Latest graylog-server 2.2.1 bug?

Hi there

I just upgraded a well-running graylog-server-2.2.0-11 instance to 2.2.1-1 (fully patched CentOS-7, via yum repo) and had an outage today within an hour of upgrading (haven’t had any outages with graylog/ES for 6 months+ before today)

What seems to happen is I do a search over a large timeframe (eg 30 days), and I can see the In/Out msg/sec on the top right suddenly has the “Out” number collapse to 0/sec and stays there. Then going over to the Node page shows the journal is expanding and expanding, so that soon it would fill the disk buffer, etc.

Querying Elasticsearch (which was already up-to-date at elasticsearch-2.4.4-1.noarch) via

curl -m 60 -s http://$ES_SRV:9200/_cluster/health

shows the “unassigned_shards” is just growing and growing. There are no errors at all in /var/log/graylog-server/server.log, but /var/log/elasticsearch/logfile reports the following (see end) with the search starts
to hang. Looks like it tried for 30sec, timed out, but the answer came back 46sec later?

I appreciate this looks like an ES bug/issue, but it just seems weird this starts to happen after upgrading to graylog-2.2.1. So I am wondering if searches are done differently, causing ES to work harder? (or tickling a bug in 2.4.4?). I am also seeing less dangerous searches have the “out” column go to 0/sec for a few seconds and then pop back to normal - can’t recall seeing that happen before either (we average 0.5K-3K/sec, so 0/sec really looks unexpected)

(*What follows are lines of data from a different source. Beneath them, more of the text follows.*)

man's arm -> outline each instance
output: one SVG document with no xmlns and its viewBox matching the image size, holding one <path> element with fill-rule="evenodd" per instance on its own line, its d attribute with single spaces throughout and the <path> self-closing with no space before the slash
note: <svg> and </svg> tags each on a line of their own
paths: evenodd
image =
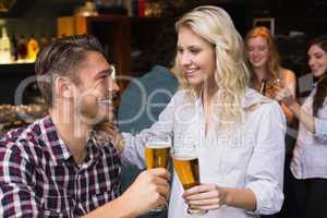
<svg viewBox="0 0 327 218">
<path fill-rule="evenodd" d="M 33 191 L 33 167 L 0 145 L 0 214 L 3 217 L 37 217 L 40 202 Z"/>
<path fill-rule="evenodd" d="M 122 196 L 83 216 L 83 218 L 132 218 L 167 204 L 169 173 L 162 168 L 143 171 Z"/>
</svg>

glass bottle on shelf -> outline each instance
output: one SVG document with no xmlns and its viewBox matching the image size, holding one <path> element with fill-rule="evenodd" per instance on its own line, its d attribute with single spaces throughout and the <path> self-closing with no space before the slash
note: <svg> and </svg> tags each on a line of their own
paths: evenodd
<svg viewBox="0 0 327 218">
<path fill-rule="evenodd" d="M 2 27 L 2 36 L 0 38 L 0 63 L 11 62 L 11 44 L 7 34 L 7 28 Z"/>
<path fill-rule="evenodd" d="M 36 60 L 37 53 L 39 51 L 39 45 L 34 35 L 31 36 L 27 41 L 27 59 L 29 62 L 34 62 Z"/>
<path fill-rule="evenodd" d="M 17 40 L 19 62 L 25 62 L 27 58 L 27 46 L 24 35 L 21 35 Z"/>
<path fill-rule="evenodd" d="M 47 47 L 50 44 L 49 38 L 45 35 L 41 35 L 39 43 L 40 43 L 40 49 Z"/>
<path fill-rule="evenodd" d="M 13 61 L 17 61 L 19 60 L 19 50 L 17 50 L 17 38 L 16 36 L 13 34 L 11 37 L 11 55 L 12 55 L 12 59 Z"/>
</svg>

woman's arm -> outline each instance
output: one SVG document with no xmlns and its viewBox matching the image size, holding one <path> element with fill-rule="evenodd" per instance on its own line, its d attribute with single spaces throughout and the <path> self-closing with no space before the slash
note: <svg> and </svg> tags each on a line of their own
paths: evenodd
<svg viewBox="0 0 327 218">
<path fill-rule="evenodd" d="M 220 187 L 217 184 L 201 184 L 186 190 L 183 198 L 187 204 L 203 210 L 218 209 L 221 205 L 254 211 L 256 198 L 250 189 Z"/>
<path fill-rule="evenodd" d="M 249 213 L 274 214 L 280 210 L 284 161 L 286 119 L 277 102 L 264 104 L 257 126 L 256 146 L 247 165 L 244 187 L 202 184 L 185 191 L 186 203 L 201 209 L 217 209 L 222 205 Z M 246 165 L 246 162 L 244 162 Z"/>
<path fill-rule="evenodd" d="M 283 70 L 283 81 L 284 81 L 284 87 L 288 87 L 292 95 L 294 96 L 294 99 L 296 99 L 296 77 L 293 71 L 290 70 Z M 281 109 L 287 118 L 288 123 L 291 123 L 293 121 L 294 114 L 293 111 L 283 102 L 280 104 Z"/>
</svg>

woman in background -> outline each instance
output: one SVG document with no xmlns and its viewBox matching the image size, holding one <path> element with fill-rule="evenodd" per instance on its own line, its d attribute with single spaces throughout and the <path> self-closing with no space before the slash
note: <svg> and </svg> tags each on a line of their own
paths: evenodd
<svg viewBox="0 0 327 218">
<path fill-rule="evenodd" d="M 252 73 L 251 86 L 254 89 L 274 99 L 281 87 L 289 87 L 295 96 L 296 77 L 291 70 L 281 66 L 277 46 L 268 28 L 257 26 L 251 29 L 245 36 L 245 49 Z M 283 102 L 280 102 L 280 106 L 288 120 L 288 126 L 294 128 L 293 112 Z M 286 134 L 284 203 L 280 216 L 295 218 L 293 180 L 289 166 L 296 136 L 291 134 L 291 130 L 288 129 Z"/>
<path fill-rule="evenodd" d="M 291 162 L 295 177 L 298 217 L 318 218 L 327 214 L 327 36 L 315 38 L 310 46 L 308 66 L 317 81 L 300 106 L 288 88 L 278 93 L 300 123 Z"/>
</svg>

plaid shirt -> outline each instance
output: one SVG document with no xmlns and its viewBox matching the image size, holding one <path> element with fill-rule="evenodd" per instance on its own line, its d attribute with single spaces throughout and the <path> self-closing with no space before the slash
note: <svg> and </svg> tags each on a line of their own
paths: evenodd
<svg viewBox="0 0 327 218">
<path fill-rule="evenodd" d="M 1 217 L 77 217 L 120 195 L 120 158 L 87 142 L 76 166 L 50 117 L 0 141 Z"/>
</svg>

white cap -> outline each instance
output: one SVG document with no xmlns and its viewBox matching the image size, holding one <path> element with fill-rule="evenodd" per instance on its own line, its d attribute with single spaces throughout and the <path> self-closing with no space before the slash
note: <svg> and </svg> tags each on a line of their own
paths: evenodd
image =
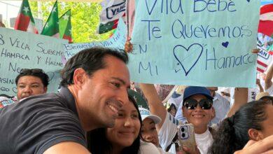
<svg viewBox="0 0 273 154">
<path fill-rule="evenodd" d="M 155 115 L 150 114 L 150 111 L 144 108 L 139 108 L 140 114 L 141 115 L 142 120 L 144 120 L 146 118 L 150 118 L 153 120 L 155 124 L 158 124 L 161 122 L 161 118 Z"/>
</svg>

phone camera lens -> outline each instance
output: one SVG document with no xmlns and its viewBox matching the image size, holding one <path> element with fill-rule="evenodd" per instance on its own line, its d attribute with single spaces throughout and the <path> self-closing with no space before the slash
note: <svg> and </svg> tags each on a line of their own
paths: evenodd
<svg viewBox="0 0 273 154">
<path fill-rule="evenodd" d="M 181 131 L 182 131 L 182 132 L 185 132 L 185 128 L 182 127 L 182 128 L 181 128 Z"/>
<path fill-rule="evenodd" d="M 182 137 L 184 138 L 186 136 L 185 133 L 182 133 Z"/>
</svg>

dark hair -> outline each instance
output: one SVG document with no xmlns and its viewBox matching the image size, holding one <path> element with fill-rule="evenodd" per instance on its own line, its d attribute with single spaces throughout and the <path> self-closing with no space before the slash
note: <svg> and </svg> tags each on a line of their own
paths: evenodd
<svg viewBox="0 0 273 154">
<path fill-rule="evenodd" d="M 20 74 L 18 76 L 17 76 L 15 78 L 15 83 L 16 85 L 18 84 L 18 80 L 20 78 L 24 76 L 33 76 L 37 78 L 39 78 L 43 83 L 43 87 L 46 88 L 48 87 L 49 84 L 49 77 L 48 74 L 46 74 L 43 69 L 21 69 Z"/>
<path fill-rule="evenodd" d="M 78 68 L 83 68 L 90 76 L 99 69 L 105 68 L 104 58 L 111 55 L 122 60 L 125 64 L 128 62 L 128 56 L 122 50 L 93 47 L 83 50 L 70 58 L 62 70 L 61 85 L 66 87 L 74 84 L 73 76 Z"/>
<path fill-rule="evenodd" d="M 139 114 L 139 120 L 140 123 L 142 123 L 141 116 L 137 107 L 135 99 L 128 96 L 129 100 L 132 102 L 134 106 L 136 108 Z M 106 129 L 107 128 L 98 128 L 94 130 L 91 130 L 88 132 L 87 140 L 88 140 L 88 148 L 93 154 L 110 154 L 112 153 L 112 144 L 106 138 Z M 140 147 L 140 136 L 141 130 L 139 129 L 139 136 L 134 140 L 133 144 L 128 147 L 125 148 L 121 154 L 137 154 L 139 153 Z"/>
<path fill-rule="evenodd" d="M 234 153 L 249 140 L 248 130 L 262 130 L 261 122 L 267 119 L 264 101 L 253 101 L 241 106 L 234 115 L 220 123 L 209 153 Z"/>
</svg>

In the end I shut down graylog-server, then shutdown elasticsearch. However, after waiting 6min for it to exit (which seems way too long), I killed it and restarted it. It came back fine, processed the unassigned shards, then I restarted graylog and it all works again. But ES didn’t like something…

Any ideas?

Thanks, Jason

[2017-02-21 01:26:29,497][DEBUG][action.admin.cluster.node.stats] [fantail] failed to execute on node [fNe28oG6TWCOWwOffzHV1A]
ReceiveTimeoutTransportException[[fantail][1.3.4.5:9300][cluster:monitor/nodes/stats[n]] request_id [31950609] timed out after [30527ms]]
        at org.elasticsearch.transport.TransportService$TimeoutHandler.run(TransportService.java:698)
        at java.util.concurrent.ThreadPoolExecutor.runWorker(ThreadPoolExecutor.java:1142)
        at java.util.concurrent.ThreadPoolExecutor$Worker.run(ThreadPoolExecutor.java:617)
        at java.lang.Thread.run(Thread.java:745)
[2017-02-21 01:26:29,610][WARN ][monitor.jvm              ] [fantail] [gc][old][2495698][273347] duration [14s], collections [1]/[14.3s], total [14s]/[7.8h], memory [16.8gb]->[16.7gb]/[16.8gb], all_pools {[young] [1.1gb]->[1.1gb]/[1.1gb]}{[survivor] [121mb]->[83.2mb]/[149.7mb]}{[old] [15.5gb]->[15.5gb]/[15.5gb]}
[2017-02-21 01:26:45,621][WARN ][transport                ] [fantail] Received response for a request that has timed out, sent [46684ms] ago, timed out [16157ms] ago, action [cluster:monitor/nodes/stats[n]], node [{fantail}{fNe28oG6TWCOWwOffzHV1A}{1.3.4.5}{1.3.4.5:9300}], id [31950609]
[2017-02-21 01:27:15,810][WARN ][monitor.jvm              ] [fantail] [gc][old][2495699][273350] duration [45.6s], collections [3]/[46.2s], total [45.6s]/[7.8h], memory [16.7gb]->[16.8gb]/[16.8gb], all_pools {[young] [1.1gb]->[1.1gb]/[1.1gb]}{[survivor] [83.2mb]->[105.5mb]/[149.7mb]}{[old] [15.5gb]->[15.5gb]/[15.5gb]}

Hi Jason,

there have been absolutely no changes in Graylog 2.2.1 which change the usage of Elasticsearch, so I guess this was a problem caused by something else.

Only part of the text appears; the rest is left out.